Government departments such as the FDA in the USA and Defra and NICE in the UK would formalise guidelines for production and purity.
All suppliers in the chain would need to be licensed to ensure both purity and product marketing.
Of course, Big Pharma would take over the business of production and supply through extant distributors, licensed wholesalers and similarly licensed retailers.
Naturally, government would add on whopping taxes, similar to tobacco products: Excise Duty plus VAT on total retail cost.
Thus end product would not be cheap.
Perhaps the largest hurdle to overcome is testing and approval: and every company in the supply chain sharing product liability.
And more critically, who is going to underwrite the manufacturer’s and product liability?
The finally successful multi-billion class actions against US tobacco corporations are the benchmark.
Which major suppliers do you honestly believe would market a product range that they very well knew was highly addictive and ruined the health of the consumer? And would allow an open door to a flood of claims in this highly litigious age?
The alternative – believing that if currently proscribed drugs were to be de-criminalized, then all in the supply chain would not cut marginally pure product in order to maximise profits – is simply cloud cuckoo land!
How in any case, would addicts fund their habit? Working? Honest endeavour?
Of course not: they have sunk to the pits of social and personal despair only and purely because of their addiction: as any case worker involved in drugs counselling could tell you. They have become so socially dysfunctional, that work is simply not tenable: thus women sell their bodies and men steal.
In order to support this dysfunction, wherein the only focus of concern is obtaining the next fix, it would matter not whether their chosen poison or poisons are illegal or legal: their behavioural pattern dictates sacrifice to their pre-eminent and compelling need.
Why is it that those wishing to sanitize deviant habit use fuzzy cuddly and warm descriptors in the vain attempt of trying to legitimise aberrant behaviour? An example being the telling phrase, “Recreational Drugs”!
If a person needs drugs, in order to “enjoy” themselves, then clearly, something is sadly amiss with their psyche.

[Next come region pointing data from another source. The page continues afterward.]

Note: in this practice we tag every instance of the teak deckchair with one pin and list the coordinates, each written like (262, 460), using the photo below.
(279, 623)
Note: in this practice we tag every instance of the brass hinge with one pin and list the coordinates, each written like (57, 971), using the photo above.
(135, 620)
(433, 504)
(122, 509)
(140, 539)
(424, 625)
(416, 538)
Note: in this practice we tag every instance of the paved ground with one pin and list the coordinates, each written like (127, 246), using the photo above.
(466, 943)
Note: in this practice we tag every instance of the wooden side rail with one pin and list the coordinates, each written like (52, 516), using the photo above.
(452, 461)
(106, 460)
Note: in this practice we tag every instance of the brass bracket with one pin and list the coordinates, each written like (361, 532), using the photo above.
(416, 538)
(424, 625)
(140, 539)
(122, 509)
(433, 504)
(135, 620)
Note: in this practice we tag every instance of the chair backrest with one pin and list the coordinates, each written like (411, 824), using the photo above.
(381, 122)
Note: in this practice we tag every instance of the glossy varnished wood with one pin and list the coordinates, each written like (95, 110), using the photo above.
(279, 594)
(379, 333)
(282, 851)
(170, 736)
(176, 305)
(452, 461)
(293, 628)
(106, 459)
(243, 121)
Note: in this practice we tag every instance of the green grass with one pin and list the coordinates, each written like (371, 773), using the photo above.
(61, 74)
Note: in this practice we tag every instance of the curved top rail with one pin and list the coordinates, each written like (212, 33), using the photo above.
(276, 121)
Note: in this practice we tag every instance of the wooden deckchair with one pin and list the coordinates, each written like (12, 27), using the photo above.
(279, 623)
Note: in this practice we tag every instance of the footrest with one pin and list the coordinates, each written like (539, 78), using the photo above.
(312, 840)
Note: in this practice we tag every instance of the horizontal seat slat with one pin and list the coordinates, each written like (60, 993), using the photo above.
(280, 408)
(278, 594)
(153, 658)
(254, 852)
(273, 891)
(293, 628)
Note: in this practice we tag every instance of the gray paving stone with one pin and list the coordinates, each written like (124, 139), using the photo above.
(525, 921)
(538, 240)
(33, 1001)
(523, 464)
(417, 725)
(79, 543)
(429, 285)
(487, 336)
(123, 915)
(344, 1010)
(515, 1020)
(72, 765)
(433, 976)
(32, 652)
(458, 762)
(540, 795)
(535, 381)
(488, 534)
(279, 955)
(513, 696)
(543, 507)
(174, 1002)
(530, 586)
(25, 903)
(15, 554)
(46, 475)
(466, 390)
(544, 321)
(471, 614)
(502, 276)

Would major drugs traffickers simply sit and watch their cash cow vanish?
Of course they would react by trying, as do all businesses, to create competitive advantage: and the one major weapon they have is price: since they would be free of all the added layers of cost.
As government increased and increased tobacco taxes, the direct result was an epidemic rise in smuggling.
De-Criminalizing drugs would be no different.